Last Saturday as I clocked out of work, I walked to the front of the museum to where our children’s toy store is located.
As I walked around the store looking for a present for my nephew, I thought to myself that this would be a perfect opportunity to observe a child and their parent. As I came across a shelf full of educational toys, to the right of me I could hear a little girl around the age of three or four giggling and talking. I could not exactly see who she was giggling and talking with, but I decided to observe anyway. Eventually, her father came from around the corner and I could hear him telling her that the toy she had in her hand was the same one that she had at home just a different color. As, he prompted her to pick another toy to take home she began to cry. While comforting her, he proceeded to walk around the store with his daughter in his arms even though she was still crying. A couple moments later, her father put her down and showed her Magna-Tiles which are magnetic tiles with multiple shapes that allow you to build anything you want.
There was a display out, and the father showed his daughter to her forgetting the toy and wanting to play with the new discovery she had just made. As I observed the child realize that the objects her father was showing her were also toys, I thought about Piaget’s Organization by Cognitive Schema processes. As mentioned in Child Development from Infancy to Adolescence, Organization by Cognitive Schema contains two different processes. One process known as Assimilation is the experience that the child has and can immediately relate to because of existing schemas. Secondly, Accommodating is the experience that the child cannot relate to past schemas because the experience is genuinely new. Additionally, our book gives an excellent example in which the child is presented with a different kind of sandwich but can assimilate with it because she has had a sandwich before. Whereas the second exhibit of food presents itself as crab that has not been taken out of its shell yet, the child then accommodates rather than assimilates (Levine 180). Ultimately, when accommodating to something it will be added to the child’s existing schemas.
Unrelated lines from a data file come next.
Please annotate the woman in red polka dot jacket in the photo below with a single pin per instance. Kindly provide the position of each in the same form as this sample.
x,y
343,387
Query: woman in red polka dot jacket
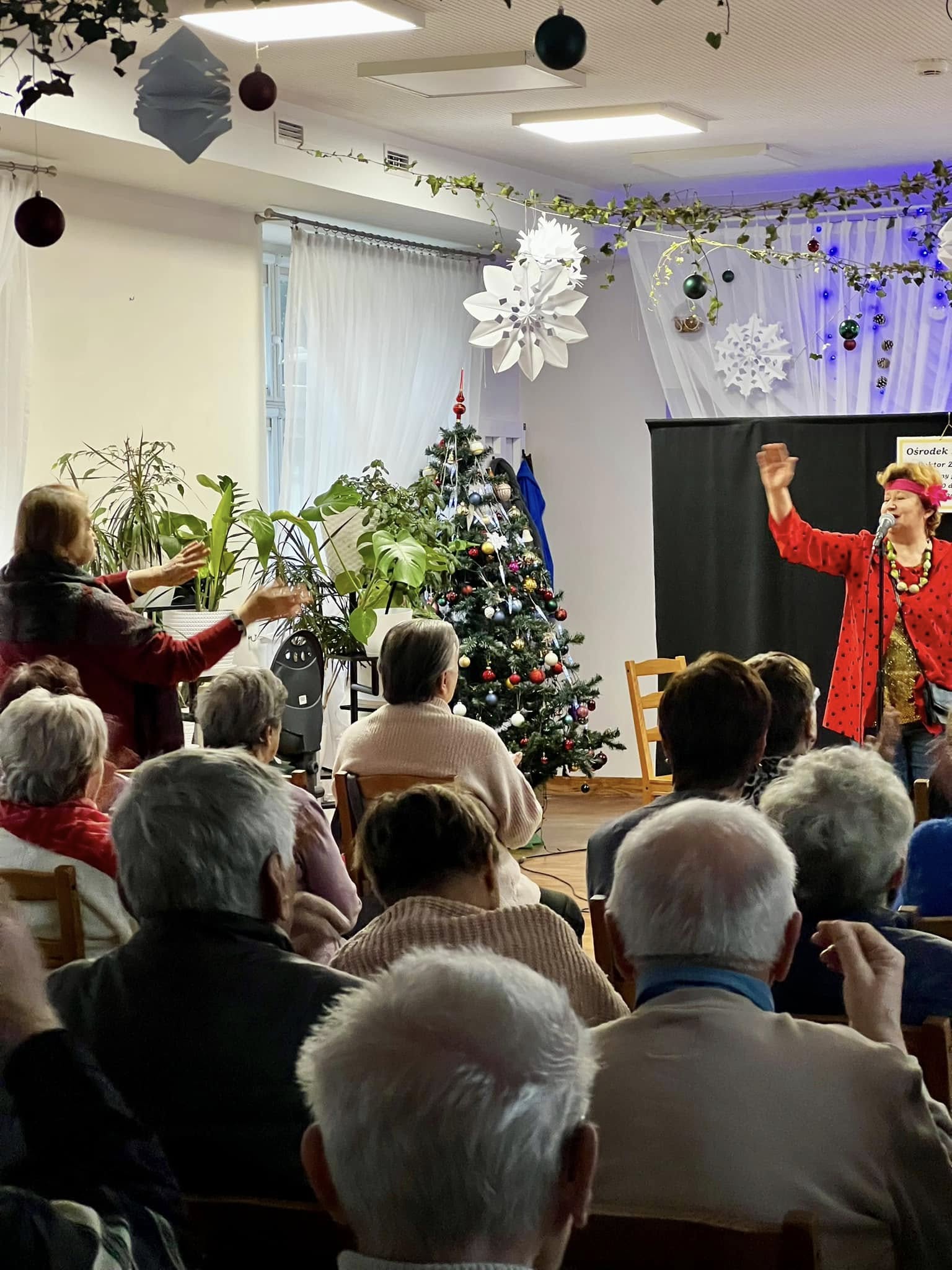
x,y
918,603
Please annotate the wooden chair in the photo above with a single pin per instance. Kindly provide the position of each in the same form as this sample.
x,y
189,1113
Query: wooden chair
x,y
691,1241
651,786
235,1233
920,799
30,886
930,1043
353,794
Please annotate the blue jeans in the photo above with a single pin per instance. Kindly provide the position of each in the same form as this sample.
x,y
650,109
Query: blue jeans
x,y
912,761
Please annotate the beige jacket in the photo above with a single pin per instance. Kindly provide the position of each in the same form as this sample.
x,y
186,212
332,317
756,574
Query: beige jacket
x,y
532,934
430,739
705,1101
In my observation, the father could show his daughter the assimilation process in which she realized that the Magna-Tiles were toys too just like the toy she had at home. This experience for her was added into her pre-existing schema of toys. To better understand these two concepts, an article called Active Learning: The Dewey, Piaget, Vygotsky, and Constructivist Theory Perspectives makes and emphasis on adaptation having a strong correlation with the two processes. The article states “in the context of human learning, the basic mechanism of adaptation that leads to cognitive advancement…is composed of…assimilation and accommodation”(Pardjono 4). This demonstrates that while two processes are different, children are making connections through them and the new experiences. Moreover, Child Development from Infancy to Adolescence also states that as children learn to accommodate to new experiences, their schemas such as toys in my observation are modified and reestablish equilibrium for the child. For this observation, Piaget would focus on the child’s reaction that she had towards the new toy.
The child’s reaction shows that she had not seen toys like that before which leads me to the thought process that the girl was exhibiting. Because she had never seen this kind of toy, she was most likely thinking that based on the appearance it would not be a toy. While the little girl displayed this reaction, I think she was in the Sensorimotor Stage.
In the Sensorimotor stage “Piaget believed infants organize their world by the means of their senses” (Levine 181). Child Development from Infancy to Adolescence explains that a child will not know that a rattle is a toy by just looking at it, the child needs to shake the rattle in order to know that it is a toy. In comparison to that example, the little girl in the toy store needed to play with the Magna-Tiles so that she could figure out that it was a toy.